Simplification and translation

Any good landscape painting I’ve ever done was also simple. Whether it was a plein air sketch that took 30 minutes or a large studio painting that took months, I had to find a way to translate the vast amount of color and detail into a coherent statement that made sense not only to me, but to the viewer. As we’ll see again and again, this is never a matter of copying nature. It’s a process of seeing the world through painter’s eyes, a process of translation and distillation.

Landscape painters, of course, don’t have an exclusive on this process. Still life, figurative or abstract painters also simply. However, because the landscape is so vast and filled with so much information—we’re forced to simplify in bigger and more radical ways.

The language of landscape

Simplification can be likened to a special language designed for describing the landscape. Nature provides us with so much detail, so much color, and so much space that it becomes impossible to capture it all. We can never paint every leaf or blade of grass, or branch within a wooded area. That’s a job best left to the camera. Instead, we must find a way to translate the complex imagery of the landscape into a set of symbols that come to represent the original image. We learn to use smaller sentences and simpler words; perhaps even create new words to take the place of ten others.

A painter continually searches for the lowest common denominator — the single “word” or brush stroke that will convey the meaning in the most economical fashion. The set of symbols or marks the painter chooses can never be the actual landscape, but they can communicate the same thing and serve as an analogy to the impression.

Evolving toward simplification

Learning how to simplify, however, is not a simple thing. Nor is it something the beginner or novice does naturally. It is a difficult process that evolves only through conscious observation and practice.
There is a natural tendency, particularly in early training, to be impressed with realism and detail. Learning how to accurately draw what we see fills us with a real sense of accomplishment. Eventually, the student arrives at a point where he or she can draw precisely, where accuracy is no longer a problem. This the beginning.

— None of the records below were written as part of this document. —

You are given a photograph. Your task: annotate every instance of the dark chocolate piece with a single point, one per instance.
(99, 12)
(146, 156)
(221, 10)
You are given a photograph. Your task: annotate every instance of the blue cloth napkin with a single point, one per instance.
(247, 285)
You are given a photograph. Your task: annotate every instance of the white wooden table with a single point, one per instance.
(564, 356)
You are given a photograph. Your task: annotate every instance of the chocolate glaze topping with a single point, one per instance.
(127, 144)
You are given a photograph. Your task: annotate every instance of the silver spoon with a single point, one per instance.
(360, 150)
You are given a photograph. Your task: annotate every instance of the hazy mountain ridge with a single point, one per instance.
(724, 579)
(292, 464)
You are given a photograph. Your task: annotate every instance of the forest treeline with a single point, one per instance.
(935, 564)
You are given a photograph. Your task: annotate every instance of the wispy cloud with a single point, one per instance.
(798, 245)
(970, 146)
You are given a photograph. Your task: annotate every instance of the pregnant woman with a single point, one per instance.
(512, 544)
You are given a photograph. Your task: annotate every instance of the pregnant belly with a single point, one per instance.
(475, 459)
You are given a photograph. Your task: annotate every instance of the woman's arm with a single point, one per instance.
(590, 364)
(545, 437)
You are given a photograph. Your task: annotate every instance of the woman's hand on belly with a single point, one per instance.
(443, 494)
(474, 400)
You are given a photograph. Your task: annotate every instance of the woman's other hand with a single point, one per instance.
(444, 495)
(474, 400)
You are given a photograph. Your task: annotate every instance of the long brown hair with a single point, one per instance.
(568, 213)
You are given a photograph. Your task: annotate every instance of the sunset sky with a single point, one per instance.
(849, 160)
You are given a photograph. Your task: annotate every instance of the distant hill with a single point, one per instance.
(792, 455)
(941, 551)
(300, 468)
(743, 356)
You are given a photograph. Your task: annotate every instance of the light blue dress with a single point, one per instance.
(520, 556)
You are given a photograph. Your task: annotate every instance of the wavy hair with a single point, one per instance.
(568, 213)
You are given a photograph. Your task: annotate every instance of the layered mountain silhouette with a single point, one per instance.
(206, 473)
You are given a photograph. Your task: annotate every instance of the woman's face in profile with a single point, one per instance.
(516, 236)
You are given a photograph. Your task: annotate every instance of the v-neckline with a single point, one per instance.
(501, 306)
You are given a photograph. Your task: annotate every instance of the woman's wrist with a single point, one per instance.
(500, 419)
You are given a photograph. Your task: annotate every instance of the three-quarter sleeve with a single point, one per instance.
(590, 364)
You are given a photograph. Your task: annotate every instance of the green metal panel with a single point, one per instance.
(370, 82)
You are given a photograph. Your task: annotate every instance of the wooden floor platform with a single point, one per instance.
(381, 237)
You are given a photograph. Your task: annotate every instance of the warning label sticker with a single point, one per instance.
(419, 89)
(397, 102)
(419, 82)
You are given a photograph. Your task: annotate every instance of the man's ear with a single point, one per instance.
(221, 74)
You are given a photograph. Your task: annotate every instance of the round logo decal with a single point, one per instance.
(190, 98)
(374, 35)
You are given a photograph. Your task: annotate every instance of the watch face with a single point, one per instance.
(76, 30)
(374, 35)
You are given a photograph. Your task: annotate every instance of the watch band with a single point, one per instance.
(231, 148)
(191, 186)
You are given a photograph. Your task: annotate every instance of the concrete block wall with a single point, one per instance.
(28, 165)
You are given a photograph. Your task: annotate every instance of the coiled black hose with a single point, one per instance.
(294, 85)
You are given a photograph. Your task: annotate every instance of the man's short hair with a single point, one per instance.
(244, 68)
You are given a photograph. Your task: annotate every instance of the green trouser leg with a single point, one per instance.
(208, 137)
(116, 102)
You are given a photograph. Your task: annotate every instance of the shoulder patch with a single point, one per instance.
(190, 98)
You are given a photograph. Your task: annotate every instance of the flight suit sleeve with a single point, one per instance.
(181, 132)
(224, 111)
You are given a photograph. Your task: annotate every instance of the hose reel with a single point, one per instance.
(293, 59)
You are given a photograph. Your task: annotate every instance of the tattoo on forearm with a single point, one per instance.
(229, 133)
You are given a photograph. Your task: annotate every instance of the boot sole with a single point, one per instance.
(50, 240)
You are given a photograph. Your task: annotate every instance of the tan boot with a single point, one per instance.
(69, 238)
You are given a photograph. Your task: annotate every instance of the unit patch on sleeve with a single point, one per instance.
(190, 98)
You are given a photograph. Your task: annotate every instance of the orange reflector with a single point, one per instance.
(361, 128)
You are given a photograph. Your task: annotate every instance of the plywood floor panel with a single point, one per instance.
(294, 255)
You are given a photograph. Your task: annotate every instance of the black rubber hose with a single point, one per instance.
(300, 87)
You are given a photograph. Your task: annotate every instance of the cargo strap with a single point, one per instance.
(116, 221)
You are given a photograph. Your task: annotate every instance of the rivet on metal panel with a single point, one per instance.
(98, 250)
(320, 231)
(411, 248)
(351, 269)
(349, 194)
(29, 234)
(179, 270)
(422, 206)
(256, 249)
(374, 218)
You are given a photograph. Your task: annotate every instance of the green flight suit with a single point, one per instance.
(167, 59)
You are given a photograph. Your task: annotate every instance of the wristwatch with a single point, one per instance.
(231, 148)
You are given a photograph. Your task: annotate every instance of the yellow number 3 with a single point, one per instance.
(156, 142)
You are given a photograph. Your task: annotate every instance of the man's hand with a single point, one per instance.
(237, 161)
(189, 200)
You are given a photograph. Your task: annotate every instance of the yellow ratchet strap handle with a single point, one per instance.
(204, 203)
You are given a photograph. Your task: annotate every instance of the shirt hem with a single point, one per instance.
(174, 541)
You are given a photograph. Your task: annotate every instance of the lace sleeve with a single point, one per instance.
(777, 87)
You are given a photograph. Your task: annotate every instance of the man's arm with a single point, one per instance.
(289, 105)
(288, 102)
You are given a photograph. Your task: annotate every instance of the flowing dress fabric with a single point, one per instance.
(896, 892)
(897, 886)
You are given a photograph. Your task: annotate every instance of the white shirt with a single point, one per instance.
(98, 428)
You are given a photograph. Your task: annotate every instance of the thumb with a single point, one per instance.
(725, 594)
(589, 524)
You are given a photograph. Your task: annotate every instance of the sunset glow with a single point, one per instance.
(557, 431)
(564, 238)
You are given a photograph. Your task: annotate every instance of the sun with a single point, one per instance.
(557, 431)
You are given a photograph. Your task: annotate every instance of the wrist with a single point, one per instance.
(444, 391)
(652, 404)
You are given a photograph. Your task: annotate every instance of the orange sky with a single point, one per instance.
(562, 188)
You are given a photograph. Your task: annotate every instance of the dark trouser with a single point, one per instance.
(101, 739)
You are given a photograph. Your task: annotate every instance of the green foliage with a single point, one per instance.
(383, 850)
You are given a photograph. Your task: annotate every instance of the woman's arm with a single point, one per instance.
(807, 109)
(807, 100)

Although essential, the ability to reproduce realistically or with detail is just the first level of a painting. The objects, or the things we name within a painting, are ultimately vehicles for the aesthetics that truly guide the structure of the picture—shape, color, value, form and line.

This isn’t to say that detail should be shunned. When appropriately placed and used in the right amounts, it can be an essential ingredient to a painting. The problem arises when detail is treated as the primary goal, the be all and end all, without an appreciation of the underlying aesthetics. When detail and realism are employed they must always remain subordinate to overall design, massing, and composition.